I remember the first time I watched the film. I was a little nervous, this was after all a horror film, and at seven years old this was a new experience for me. I was still scared of ghosts, and monsters under the bed. The nervousness was mixed with the excitement of anticipation though, and these two things together created a feeling that was like electricity shooting through my spine. It is the feeling that I long for every time I sit down to watch a horror film, but I rarely get it anymore.

'Poltergeist' was pitch perfect, it really is the ideal introduction to horror. The film is a testament to the talents of its producer/ writer Steven Spielberg, and its director Tobe Hooper. There is something magical about the film that I still feel when I watch it now.

The film industry, hell bent on re telling every story, will argue of course that the film has dated badly, and thus is in need of remaking for a modern audience. While the film is certainly a product of its time, there are a lot of references to iconic things from the early 80s, is this really a problem though?

People of a certain age, I include myself in this, still love the original because it reminds us of a very specific time in our childhoods. Every time I watch the film and see all of the Star Wars toys and memorabilia in the kids bedroom, I am transported to my own childhood bedroom, which looked very similar, apart from the cupboard that suck children into the parallel universe of the dead of course. 

As a child, and now, I loved watching the early Bond films of Sean Connery, despite the fact that these films had dated badly by the early eighties. Yet I could enjoy these films, as I'm sure many people reading this did. If we were capable of enjoying films made over a decade before we were born, then surely modern audiences can enjoy the original Poltergeist now. 

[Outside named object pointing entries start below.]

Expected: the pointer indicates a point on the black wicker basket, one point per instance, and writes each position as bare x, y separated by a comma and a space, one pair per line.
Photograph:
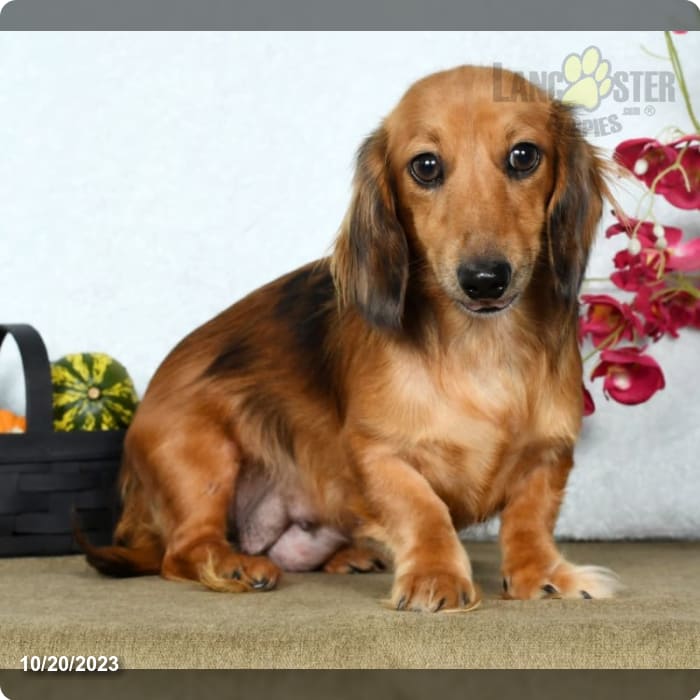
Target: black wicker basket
48, 478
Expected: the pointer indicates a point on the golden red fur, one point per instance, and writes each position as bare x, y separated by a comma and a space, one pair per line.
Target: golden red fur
391, 393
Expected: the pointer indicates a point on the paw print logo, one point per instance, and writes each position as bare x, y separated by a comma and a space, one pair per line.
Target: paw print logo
587, 78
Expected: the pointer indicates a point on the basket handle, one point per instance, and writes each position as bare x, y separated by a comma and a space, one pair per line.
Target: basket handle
37, 375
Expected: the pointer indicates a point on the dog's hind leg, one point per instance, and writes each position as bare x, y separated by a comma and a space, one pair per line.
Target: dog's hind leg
195, 469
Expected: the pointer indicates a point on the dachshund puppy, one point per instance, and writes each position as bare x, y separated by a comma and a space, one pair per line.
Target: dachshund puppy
424, 377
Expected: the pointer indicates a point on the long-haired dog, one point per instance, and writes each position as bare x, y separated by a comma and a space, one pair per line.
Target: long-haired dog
424, 377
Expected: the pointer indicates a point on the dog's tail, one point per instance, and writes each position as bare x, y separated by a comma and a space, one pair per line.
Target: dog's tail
122, 561
138, 548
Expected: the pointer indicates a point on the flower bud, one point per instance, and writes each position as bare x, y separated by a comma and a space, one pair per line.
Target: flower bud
641, 166
634, 246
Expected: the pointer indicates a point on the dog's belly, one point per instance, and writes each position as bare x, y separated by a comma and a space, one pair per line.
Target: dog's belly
280, 522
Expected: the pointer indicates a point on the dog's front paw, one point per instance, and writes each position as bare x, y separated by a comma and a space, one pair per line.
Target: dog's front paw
563, 580
433, 592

I often think that the film industry has got into a terrible habit of underestimating it's audiences. Therefore the same stories have to be told every few years just so new audiences can relate to it. This is of course is nonsense. 

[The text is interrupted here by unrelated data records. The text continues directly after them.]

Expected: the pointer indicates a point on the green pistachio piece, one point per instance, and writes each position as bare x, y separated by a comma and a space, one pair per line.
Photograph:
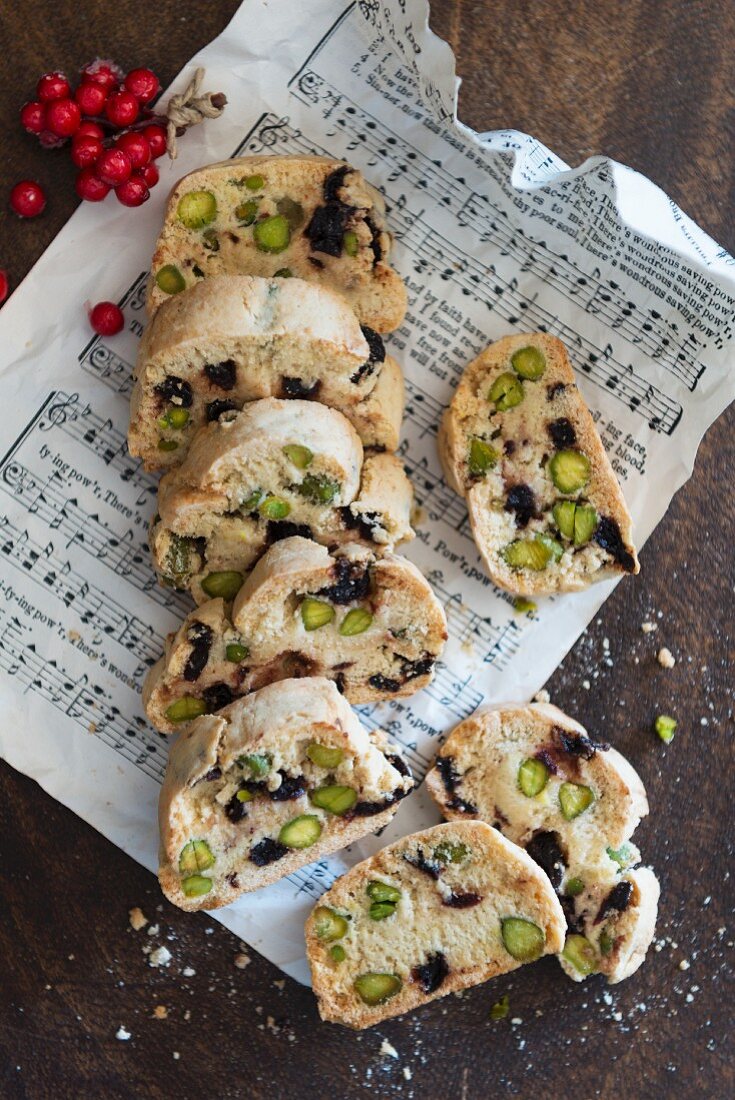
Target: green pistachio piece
533, 777
376, 988
529, 363
581, 954
195, 886
335, 799
574, 799
569, 471
186, 708
329, 924
302, 457
523, 939
300, 832
355, 622
169, 279
316, 613
197, 209
506, 392
272, 234
322, 756
226, 584
196, 856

The central story of a family coming together to fight a supernatural evil in their home is universal. Regardless of when the tale is set or told the audience can relate to it. It has been used recently in the films 'Insidious' and 'The Conjuring', even my own debut novel, 'Beneath', deals with this same universal premise. 

I really hope that the 'Poltergeist' remake will do justice to the special place the original holds in my heart, and the heart of countless other, but I fear it will not, and that it will sully the good name of that film. I think my main fear is that it would be to easy to shift the tone a little too far either way, this would make the film either, too family orientated with not enough scares, or the other way and push it too far into the realm of horror. Either of these would be disastrous in my opinion. 

Perhaps the film makers will prove me wrong, but as much as I hope they will, I don't think that is going to happen. Do you?